蟻や蝶や猫や鳥、そしてさまざまな草花を美しい色彩でくっきりととらえる晩年の熊谷守一の日常を描く。時にはユーモラスに時にはしみじみと、長年連れ添った夫婦の味わいがいい塩梅だ。そもそものきっかけは、山﨑努が「僕のアイドル」と以前から憧れていた熊谷守一について沖田監督に話したことだったとのこと。脚本を山﨑氏にあて書きをして執筆したことについて、監督は語る。「『キツツキと雨』で(山﨑さんと2011年に)ご一緒した時、ロケ地(岐阜県恵那市)がたまたま守一さんの出生地の近くで、『記念館に行ってみたら』と声をかけてくださったんです。撮影に追われ、記念館には足を運べなかったものの、東京に戻ってから自分なりに調べていくうちに『山﨑さんの“熊谷守一”が見たい!』と強く思って、それがスタートラインでした」
モリこと94歳の画家・熊谷守一役は、山﨑努が作家の才気とユーモアを天然のたたずまいで。モリに寄り添う妻・秀子役は樹木希林が、ゆったりとしながらもシャキシャキと家事をして夫を囲碁で負かす、味わいとキレのある魅力的な存在として。熊谷家で秀子の家事をサポートしている姪の美恵役は池谷のぶえが、画商の荒木役と峯村役はきたろうと谷川昭一朗が、モリに相談ごとをする信州の温泉旅館の主・朝比奈役は光石研が、モリや秀子を撮影する写真家の藤田役は加瀬亮が、藤田の不慣れな助手・鹿島役は吉村界人が、建設中のマンションのオーナー水島役は吹越満が、現場監督の岩谷役は青木崇高が、見知らぬ男役は三上博史が、それぞれに演じている。

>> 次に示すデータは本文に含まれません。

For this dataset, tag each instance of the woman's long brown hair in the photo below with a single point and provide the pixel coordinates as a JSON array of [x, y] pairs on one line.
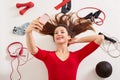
[[73, 24]]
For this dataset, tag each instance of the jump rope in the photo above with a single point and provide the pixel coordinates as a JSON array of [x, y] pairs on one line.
[[111, 45], [17, 52]]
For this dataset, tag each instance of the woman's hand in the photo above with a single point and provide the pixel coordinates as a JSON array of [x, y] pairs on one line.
[[35, 25]]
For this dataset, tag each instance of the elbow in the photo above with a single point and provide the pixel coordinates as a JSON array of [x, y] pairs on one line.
[[100, 39]]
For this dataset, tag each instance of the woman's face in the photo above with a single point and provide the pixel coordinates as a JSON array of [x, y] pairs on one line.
[[61, 35]]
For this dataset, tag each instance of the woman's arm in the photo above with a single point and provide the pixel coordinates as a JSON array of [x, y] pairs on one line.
[[98, 39], [34, 26]]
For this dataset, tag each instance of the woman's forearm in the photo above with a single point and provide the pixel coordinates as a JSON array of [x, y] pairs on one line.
[[31, 43]]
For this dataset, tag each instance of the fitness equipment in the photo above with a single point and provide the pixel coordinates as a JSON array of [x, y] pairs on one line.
[[20, 30], [66, 8], [111, 46], [27, 6], [96, 15], [103, 69], [108, 38], [93, 16]]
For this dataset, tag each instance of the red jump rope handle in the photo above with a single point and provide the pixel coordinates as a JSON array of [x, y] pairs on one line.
[[27, 4]]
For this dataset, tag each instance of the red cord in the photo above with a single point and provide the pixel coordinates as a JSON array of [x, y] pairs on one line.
[[18, 57]]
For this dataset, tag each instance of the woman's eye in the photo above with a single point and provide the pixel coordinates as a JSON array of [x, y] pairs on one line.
[[56, 33], [62, 32]]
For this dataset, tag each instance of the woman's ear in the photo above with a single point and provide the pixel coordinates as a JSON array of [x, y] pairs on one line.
[[69, 37]]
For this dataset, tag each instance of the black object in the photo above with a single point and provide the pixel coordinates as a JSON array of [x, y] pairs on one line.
[[93, 16], [108, 38], [103, 69], [66, 8]]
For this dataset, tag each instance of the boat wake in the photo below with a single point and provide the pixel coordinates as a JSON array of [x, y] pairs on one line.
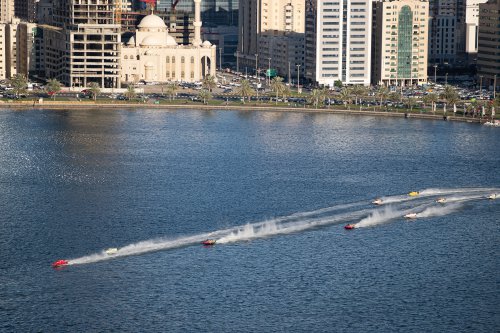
[[395, 207]]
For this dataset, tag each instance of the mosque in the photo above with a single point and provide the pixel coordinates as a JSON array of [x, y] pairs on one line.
[[152, 55]]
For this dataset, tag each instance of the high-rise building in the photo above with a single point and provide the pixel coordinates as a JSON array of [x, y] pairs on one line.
[[26, 9], [488, 52], [400, 42], [6, 10], [339, 49], [265, 24], [472, 25], [82, 43]]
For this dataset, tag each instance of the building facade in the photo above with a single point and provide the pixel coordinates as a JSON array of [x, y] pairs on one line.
[[82, 43], [6, 10], [263, 24], [400, 42], [488, 53], [340, 47]]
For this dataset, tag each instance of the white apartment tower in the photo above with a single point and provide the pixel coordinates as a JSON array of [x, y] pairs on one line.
[[338, 41], [6, 10], [400, 42]]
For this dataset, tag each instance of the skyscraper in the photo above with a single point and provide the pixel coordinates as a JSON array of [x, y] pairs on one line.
[[339, 49], [400, 42], [82, 43], [6, 10]]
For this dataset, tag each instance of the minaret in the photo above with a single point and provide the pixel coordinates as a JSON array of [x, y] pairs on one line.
[[197, 23]]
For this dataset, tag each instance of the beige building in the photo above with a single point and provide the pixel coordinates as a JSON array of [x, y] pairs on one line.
[[6, 10], [152, 55], [488, 54], [401, 42], [263, 24]]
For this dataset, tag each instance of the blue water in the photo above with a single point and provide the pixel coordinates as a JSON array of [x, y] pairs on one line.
[[276, 190]]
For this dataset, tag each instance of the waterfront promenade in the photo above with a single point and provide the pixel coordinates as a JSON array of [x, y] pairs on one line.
[[186, 105]]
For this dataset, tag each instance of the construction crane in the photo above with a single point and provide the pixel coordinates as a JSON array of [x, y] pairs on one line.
[[118, 11]]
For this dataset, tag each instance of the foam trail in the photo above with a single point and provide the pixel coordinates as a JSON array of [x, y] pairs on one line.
[[379, 217], [440, 210]]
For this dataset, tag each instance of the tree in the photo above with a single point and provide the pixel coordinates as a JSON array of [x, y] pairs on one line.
[[19, 84], [382, 94], [94, 89], [205, 95], [449, 95], [130, 93], [277, 86], [431, 99], [209, 83], [245, 90], [53, 87], [358, 91], [171, 89], [317, 97], [345, 95]]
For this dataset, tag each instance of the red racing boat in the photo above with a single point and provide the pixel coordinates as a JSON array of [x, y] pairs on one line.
[[208, 242], [60, 263]]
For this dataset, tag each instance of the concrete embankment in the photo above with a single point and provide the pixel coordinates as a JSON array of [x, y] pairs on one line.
[[251, 107]]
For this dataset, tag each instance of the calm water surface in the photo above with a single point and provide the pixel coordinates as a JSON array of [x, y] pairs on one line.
[[276, 189]]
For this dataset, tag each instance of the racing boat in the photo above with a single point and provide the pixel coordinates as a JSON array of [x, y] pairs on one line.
[[208, 242], [60, 263], [111, 251]]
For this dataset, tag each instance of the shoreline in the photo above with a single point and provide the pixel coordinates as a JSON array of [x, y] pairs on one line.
[[268, 108]]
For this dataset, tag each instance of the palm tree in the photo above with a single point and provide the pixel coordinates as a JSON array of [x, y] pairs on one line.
[[449, 95], [19, 84], [205, 95], [358, 91], [209, 83], [382, 93], [317, 97], [53, 87], [277, 86], [245, 90], [431, 99], [171, 89], [345, 95], [94, 89], [130, 93]]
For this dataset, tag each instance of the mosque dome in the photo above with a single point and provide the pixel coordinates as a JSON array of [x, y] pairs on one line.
[[170, 41], [152, 41], [152, 22]]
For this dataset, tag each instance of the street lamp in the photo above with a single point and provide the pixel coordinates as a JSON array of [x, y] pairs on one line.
[[494, 86], [269, 71], [237, 61], [256, 62], [481, 86], [298, 78]]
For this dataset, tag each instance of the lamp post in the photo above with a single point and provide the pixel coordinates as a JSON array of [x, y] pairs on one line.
[[481, 86], [298, 79], [237, 61], [494, 86], [256, 62], [269, 72]]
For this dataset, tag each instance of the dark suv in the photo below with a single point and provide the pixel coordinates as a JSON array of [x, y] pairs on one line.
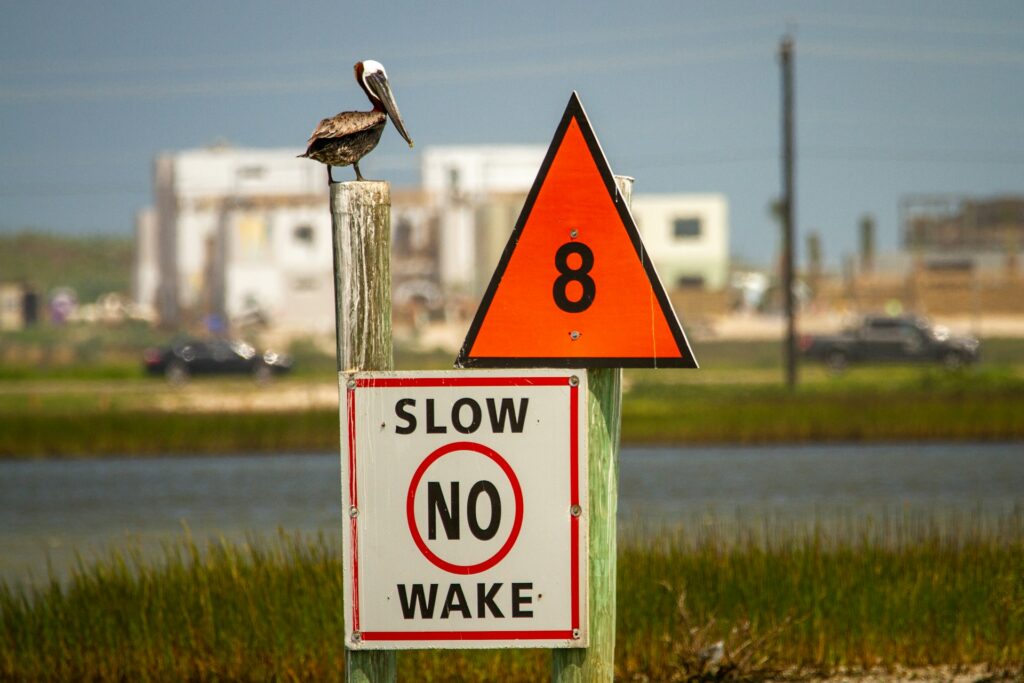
[[892, 339], [216, 356]]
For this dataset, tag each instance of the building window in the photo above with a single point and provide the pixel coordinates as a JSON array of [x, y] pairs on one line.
[[251, 172], [690, 283], [686, 228], [303, 235]]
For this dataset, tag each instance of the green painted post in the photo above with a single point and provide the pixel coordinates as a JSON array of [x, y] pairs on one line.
[[604, 400], [360, 217]]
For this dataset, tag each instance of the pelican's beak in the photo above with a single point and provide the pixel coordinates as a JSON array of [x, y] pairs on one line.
[[378, 83]]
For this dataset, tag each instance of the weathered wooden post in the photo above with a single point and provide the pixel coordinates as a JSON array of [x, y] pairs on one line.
[[604, 409], [360, 216]]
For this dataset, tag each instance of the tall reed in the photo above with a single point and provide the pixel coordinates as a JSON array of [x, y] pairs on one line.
[[693, 602]]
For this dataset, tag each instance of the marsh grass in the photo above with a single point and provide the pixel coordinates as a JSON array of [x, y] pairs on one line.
[[708, 604], [657, 408]]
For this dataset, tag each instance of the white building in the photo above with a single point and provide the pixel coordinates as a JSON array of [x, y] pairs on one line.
[[479, 190], [687, 238], [242, 235], [238, 235], [462, 179]]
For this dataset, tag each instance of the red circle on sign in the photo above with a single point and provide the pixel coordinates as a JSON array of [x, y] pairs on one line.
[[516, 522]]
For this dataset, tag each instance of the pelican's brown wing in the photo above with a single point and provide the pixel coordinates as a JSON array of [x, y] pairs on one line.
[[346, 123]]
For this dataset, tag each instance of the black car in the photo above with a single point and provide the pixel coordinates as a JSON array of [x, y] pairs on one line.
[[892, 339], [216, 356]]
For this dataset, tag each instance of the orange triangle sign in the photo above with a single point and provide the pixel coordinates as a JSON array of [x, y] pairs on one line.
[[574, 286]]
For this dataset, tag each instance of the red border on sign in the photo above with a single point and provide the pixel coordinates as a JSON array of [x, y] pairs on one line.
[[516, 520], [574, 483]]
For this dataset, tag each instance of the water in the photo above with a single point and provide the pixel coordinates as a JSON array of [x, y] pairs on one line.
[[52, 509]]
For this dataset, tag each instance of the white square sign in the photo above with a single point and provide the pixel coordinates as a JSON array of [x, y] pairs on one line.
[[465, 497]]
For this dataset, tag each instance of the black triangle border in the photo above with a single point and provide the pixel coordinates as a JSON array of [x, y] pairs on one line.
[[574, 111]]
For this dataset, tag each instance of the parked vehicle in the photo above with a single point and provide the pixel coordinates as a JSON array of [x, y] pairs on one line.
[[185, 357], [891, 339]]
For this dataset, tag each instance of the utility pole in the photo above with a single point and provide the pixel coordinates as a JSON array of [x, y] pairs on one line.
[[788, 229]]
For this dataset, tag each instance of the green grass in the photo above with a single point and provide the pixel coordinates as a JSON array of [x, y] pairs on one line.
[[90, 264], [82, 418], [913, 592]]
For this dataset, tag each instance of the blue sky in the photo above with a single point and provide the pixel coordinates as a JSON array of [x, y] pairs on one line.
[[892, 98]]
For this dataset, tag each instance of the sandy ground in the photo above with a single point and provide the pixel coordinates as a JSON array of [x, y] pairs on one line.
[[291, 396], [975, 674]]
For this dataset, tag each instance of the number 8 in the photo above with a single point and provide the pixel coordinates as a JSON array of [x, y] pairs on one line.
[[573, 275]]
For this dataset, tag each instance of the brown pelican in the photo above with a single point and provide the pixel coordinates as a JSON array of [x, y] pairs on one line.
[[347, 137]]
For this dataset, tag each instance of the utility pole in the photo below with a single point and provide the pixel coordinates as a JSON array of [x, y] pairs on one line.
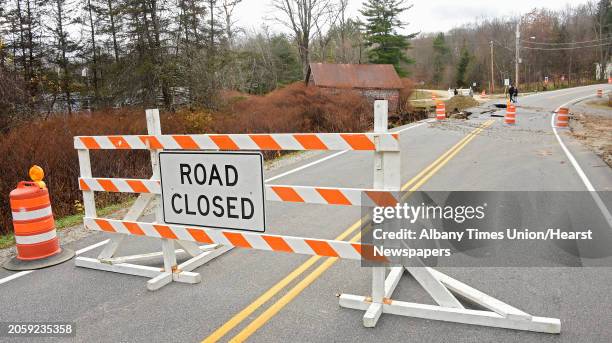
[[517, 57], [492, 87]]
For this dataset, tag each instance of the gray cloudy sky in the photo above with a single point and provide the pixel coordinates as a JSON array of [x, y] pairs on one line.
[[425, 16]]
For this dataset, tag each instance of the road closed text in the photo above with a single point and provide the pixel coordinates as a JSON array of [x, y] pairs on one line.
[[211, 189], [204, 205]]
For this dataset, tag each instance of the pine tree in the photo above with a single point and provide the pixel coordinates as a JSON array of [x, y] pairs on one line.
[[462, 66], [440, 58], [386, 45]]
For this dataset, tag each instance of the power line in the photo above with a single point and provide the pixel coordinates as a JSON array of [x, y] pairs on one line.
[[566, 43], [567, 48]]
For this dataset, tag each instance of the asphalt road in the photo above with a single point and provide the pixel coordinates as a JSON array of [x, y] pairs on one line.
[[108, 307]]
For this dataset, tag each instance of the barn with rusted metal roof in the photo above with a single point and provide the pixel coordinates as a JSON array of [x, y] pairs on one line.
[[373, 81]]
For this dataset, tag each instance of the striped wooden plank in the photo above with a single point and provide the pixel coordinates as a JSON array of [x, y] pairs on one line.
[[247, 240], [282, 141], [281, 193]]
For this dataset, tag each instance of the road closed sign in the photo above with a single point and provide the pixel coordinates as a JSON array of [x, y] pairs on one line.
[[213, 189]]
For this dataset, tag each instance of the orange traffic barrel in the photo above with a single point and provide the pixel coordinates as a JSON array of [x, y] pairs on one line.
[[440, 110], [510, 117], [562, 117], [34, 228]]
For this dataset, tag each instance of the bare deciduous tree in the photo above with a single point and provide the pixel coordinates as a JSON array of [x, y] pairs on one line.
[[301, 17]]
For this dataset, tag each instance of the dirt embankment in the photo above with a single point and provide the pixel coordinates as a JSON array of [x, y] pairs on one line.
[[595, 131]]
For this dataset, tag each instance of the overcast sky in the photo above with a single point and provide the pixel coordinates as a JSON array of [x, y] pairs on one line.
[[425, 16]]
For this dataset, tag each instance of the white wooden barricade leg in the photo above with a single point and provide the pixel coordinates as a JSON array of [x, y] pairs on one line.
[[438, 285], [107, 261]]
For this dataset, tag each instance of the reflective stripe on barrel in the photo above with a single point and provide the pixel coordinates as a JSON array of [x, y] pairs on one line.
[[440, 111], [510, 117], [33, 223], [563, 117]]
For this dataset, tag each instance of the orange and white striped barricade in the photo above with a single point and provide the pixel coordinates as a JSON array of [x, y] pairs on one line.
[[34, 227], [386, 168], [562, 118], [440, 110], [150, 189], [510, 117]]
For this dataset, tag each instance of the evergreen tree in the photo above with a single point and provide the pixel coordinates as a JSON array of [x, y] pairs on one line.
[[440, 58], [462, 67], [386, 45]]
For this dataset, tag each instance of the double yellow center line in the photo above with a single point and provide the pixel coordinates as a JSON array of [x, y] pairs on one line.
[[412, 185]]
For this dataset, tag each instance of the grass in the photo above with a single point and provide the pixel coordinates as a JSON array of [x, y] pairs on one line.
[[8, 240]]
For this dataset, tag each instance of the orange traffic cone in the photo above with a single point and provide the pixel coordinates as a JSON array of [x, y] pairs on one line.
[[510, 117], [440, 110], [562, 118], [35, 235]]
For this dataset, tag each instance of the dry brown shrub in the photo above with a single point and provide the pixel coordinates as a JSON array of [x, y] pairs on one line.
[[49, 143]]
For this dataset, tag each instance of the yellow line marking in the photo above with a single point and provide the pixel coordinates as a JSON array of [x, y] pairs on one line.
[[287, 298], [272, 291], [310, 278], [262, 299]]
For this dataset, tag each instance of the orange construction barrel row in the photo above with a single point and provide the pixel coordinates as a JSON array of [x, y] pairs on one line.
[[440, 110], [510, 117], [35, 234], [562, 117], [34, 227]]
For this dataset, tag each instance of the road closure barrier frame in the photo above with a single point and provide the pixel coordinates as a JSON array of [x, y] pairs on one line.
[[386, 186]]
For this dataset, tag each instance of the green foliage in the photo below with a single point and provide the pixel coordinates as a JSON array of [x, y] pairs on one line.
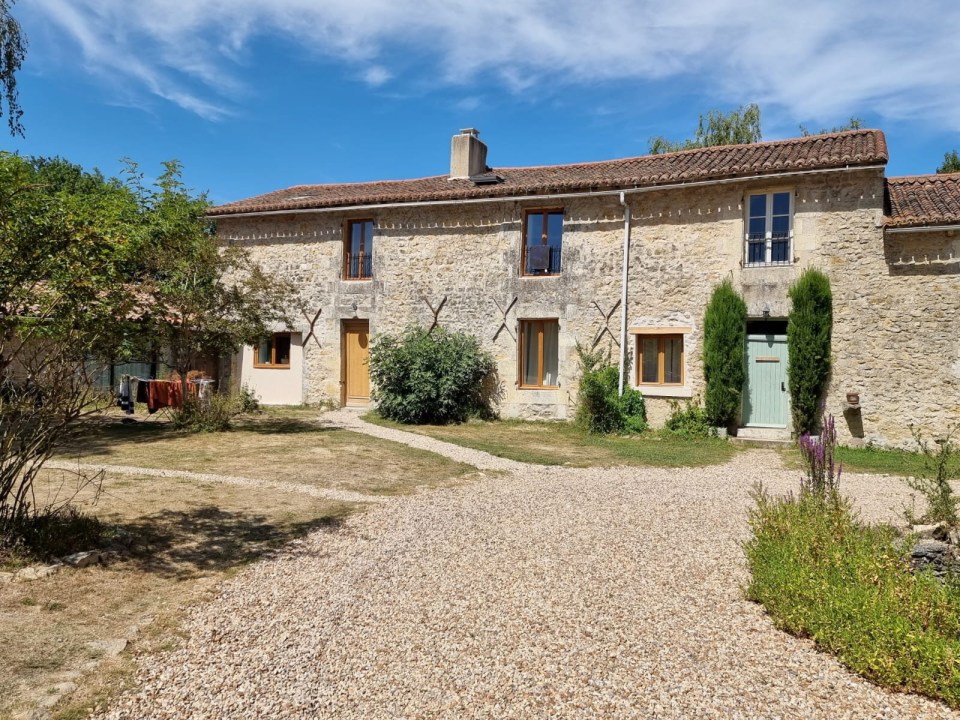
[[822, 574], [600, 407], [434, 377], [13, 49], [724, 339], [934, 482], [951, 163], [809, 328], [740, 126], [212, 414], [823, 474], [247, 401], [689, 421], [854, 124]]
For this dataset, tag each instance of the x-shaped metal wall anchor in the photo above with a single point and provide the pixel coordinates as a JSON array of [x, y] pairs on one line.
[[606, 325], [435, 311], [503, 323], [313, 323]]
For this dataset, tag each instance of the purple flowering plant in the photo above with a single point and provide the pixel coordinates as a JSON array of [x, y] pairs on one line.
[[822, 473]]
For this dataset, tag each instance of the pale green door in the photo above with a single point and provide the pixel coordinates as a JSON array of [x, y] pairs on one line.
[[765, 398]]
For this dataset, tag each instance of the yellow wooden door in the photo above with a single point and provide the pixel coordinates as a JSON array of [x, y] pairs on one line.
[[356, 374]]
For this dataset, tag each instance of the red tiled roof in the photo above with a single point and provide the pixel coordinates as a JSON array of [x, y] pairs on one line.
[[923, 200], [816, 152]]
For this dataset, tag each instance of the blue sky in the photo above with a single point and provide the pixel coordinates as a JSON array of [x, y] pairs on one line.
[[255, 95]]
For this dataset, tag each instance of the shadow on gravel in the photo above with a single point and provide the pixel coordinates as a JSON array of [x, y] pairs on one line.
[[188, 544]]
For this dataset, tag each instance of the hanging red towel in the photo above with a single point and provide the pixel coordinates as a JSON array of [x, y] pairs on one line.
[[164, 393]]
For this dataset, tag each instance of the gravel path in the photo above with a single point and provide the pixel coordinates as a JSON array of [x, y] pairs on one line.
[[298, 488], [545, 593], [350, 420]]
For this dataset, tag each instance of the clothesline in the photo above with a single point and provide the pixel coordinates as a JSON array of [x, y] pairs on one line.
[[157, 394]]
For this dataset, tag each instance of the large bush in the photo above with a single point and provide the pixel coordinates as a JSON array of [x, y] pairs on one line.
[[822, 574], [434, 377], [724, 338], [809, 326], [600, 407]]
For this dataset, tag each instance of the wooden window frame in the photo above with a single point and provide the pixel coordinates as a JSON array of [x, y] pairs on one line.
[[661, 367], [348, 244], [273, 353], [525, 325], [544, 238], [768, 260]]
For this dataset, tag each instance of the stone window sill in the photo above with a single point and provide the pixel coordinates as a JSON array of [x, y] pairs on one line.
[[682, 391]]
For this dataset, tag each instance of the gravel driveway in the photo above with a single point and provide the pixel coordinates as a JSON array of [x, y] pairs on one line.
[[534, 593]]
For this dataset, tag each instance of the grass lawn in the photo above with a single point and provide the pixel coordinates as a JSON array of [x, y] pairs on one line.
[[182, 538], [280, 445], [562, 443], [878, 461]]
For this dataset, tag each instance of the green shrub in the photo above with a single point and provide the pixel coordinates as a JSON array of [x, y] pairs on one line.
[[724, 339], [823, 575], [809, 326], [247, 401], [600, 407], [690, 420], [939, 469], [823, 473], [430, 377], [214, 413]]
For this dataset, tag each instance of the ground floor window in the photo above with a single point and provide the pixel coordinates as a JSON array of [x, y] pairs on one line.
[[273, 352], [539, 353], [660, 359]]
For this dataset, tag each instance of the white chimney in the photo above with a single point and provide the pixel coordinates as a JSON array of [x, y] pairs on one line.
[[468, 155]]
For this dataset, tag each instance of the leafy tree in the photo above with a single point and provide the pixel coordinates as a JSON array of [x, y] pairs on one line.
[[951, 163], [740, 126], [63, 261], [809, 328], [724, 338], [90, 269], [854, 124], [13, 49], [201, 300]]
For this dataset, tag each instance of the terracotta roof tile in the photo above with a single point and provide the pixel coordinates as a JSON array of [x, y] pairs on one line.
[[923, 200], [817, 152]]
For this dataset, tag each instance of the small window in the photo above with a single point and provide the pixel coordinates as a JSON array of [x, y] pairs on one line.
[[358, 250], [769, 229], [274, 352], [539, 353], [542, 242], [660, 360]]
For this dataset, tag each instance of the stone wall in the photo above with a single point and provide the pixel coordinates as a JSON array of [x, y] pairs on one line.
[[895, 333]]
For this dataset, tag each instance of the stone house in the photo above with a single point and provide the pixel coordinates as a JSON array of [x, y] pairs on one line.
[[623, 254]]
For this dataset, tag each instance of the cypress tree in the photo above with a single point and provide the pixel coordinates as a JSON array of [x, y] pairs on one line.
[[809, 327], [724, 338]]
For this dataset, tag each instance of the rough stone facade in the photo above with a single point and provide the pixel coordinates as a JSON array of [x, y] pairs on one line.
[[896, 335]]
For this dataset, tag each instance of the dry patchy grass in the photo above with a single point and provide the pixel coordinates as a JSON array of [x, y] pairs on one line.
[[563, 443], [182, 538], [285, 446]]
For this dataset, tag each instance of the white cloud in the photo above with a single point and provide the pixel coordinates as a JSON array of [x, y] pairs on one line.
[[376, 75], [818, 59]]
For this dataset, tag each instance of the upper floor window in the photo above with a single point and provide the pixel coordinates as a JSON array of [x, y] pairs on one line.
[[769, 229], [358, 250], [542, 242]]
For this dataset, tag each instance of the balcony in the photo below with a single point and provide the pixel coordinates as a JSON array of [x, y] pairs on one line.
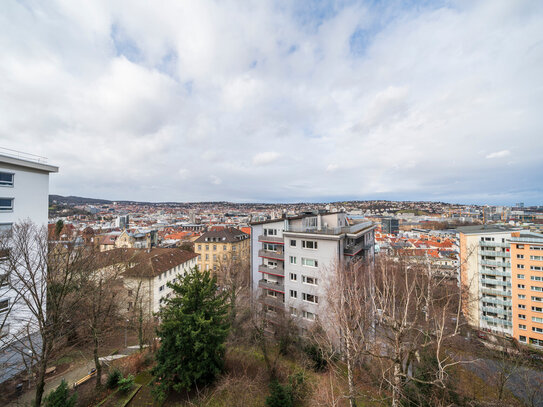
[[351, 250], [271, 255], [278, 270], [493, 244], [494, 272], [270, 285], [495, 263], [495, 282], [493, 253], [496, 292], [273, 301], [270, 239]]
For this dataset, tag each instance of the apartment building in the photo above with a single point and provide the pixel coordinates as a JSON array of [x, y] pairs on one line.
[[292, 260], [485, 277], [527, 269], [24, 195], [218, 248]]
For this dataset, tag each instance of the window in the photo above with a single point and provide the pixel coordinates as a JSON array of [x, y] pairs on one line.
[[6, 204], [309, 315], [309, 262], [309, 244], [310, 298], [309, 280], [270, 232], [4, 306], [6, 179]]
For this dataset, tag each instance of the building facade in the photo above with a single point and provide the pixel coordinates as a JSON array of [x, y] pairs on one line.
[[485, 277], [24, 195], [292, 261], [219, 248], [527, 270]]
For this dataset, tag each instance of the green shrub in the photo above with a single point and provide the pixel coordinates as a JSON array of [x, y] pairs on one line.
[[280, 396], [316, 355], [126, 384], [113, 378], [60, 397]]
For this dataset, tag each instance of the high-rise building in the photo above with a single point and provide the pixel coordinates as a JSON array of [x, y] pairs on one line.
[[527, 269], [485, 277], [293, 257]]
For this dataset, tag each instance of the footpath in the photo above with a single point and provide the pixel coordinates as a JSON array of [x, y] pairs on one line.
[[71, 376]]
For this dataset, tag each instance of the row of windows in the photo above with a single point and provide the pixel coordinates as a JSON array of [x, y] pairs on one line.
[[6, 179]]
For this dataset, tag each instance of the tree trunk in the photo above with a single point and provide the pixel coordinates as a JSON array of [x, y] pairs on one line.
[[97, 363], [350, 375]]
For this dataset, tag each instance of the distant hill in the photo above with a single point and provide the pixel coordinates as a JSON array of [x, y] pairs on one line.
[[76, 200]]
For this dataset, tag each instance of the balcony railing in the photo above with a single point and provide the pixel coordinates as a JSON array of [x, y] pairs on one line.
[[493, 272], [278, 270], [496, 263], [493, 244], [493, 291], [271, 255], [270, 285], [493, 253], [271, 239], [496, 282], [353, 249]]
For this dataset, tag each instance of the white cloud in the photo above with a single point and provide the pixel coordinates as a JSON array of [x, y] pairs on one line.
[[397, 98], [265, 158], [499, 154]]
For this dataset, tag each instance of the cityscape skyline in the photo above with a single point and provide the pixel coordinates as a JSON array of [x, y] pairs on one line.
[[275, 102]]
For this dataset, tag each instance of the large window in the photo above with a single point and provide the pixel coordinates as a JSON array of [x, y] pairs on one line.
[[309, 244], [6, 204], [6, 179], [309, 262]]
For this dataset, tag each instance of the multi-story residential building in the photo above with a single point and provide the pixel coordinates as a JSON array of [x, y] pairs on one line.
[[485, 277], [527, 269], [218, 248], [24, 195], [293, 259]]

山﨑努と樹木希林は、2015年の映画『駆込み女と駆出し男』でともに出演はしているものの一緒のシーンがなかったことから、実質的な共演は今回が初めてとのこと。脚本も読まないまま出演依頼をすぐに快諾したことについて、樹木希林は語る。「もう飛びつきました。あの熊谷守一さんを演じられる山﨑努さんのそばにいられるんですから……だからすぐにハイって。山﨑さんとはこれまで、ご一緒するチャンスがまったくなかったんです。この映画で出会わせてもらえ、至福でした」
そして山﨑努もまた、実質的には初共演の樹木希林、脚本からオリジナルで手がけた沖田監督を称賛。そして完成した映画を実際に観たときの思いについて、熱く語っている。「敬愛の念を込めて“モリカズさん”と呼ばせてもらいますが、モリカズさんが風景の一部になっていた。豊かな風景の中に溶けこみ、一体化してる感じがとてもよく出ていました。つまり、モリカズさんに作為的に寄ることなく、無心に眺めるという、その視線と姿勢が素晴らしいんですよね」
実際に熊谷夫妻が暮らしていた住居の跡地には1985年に熊谷守一美術館が建てられたものの、庭は残っていないことから、映画では美術スタッフが制作。広い庭のある神奈川・葉山の簡素な古民家で、隣接した2軒分の庭も使い、劇中の“モリの庭”を作り上げた。夏の明るい陽射しのなかで人も動物も昆虫も植物ものびのびと、のどかに自由に過ごしている感覚がよく伝わってくる。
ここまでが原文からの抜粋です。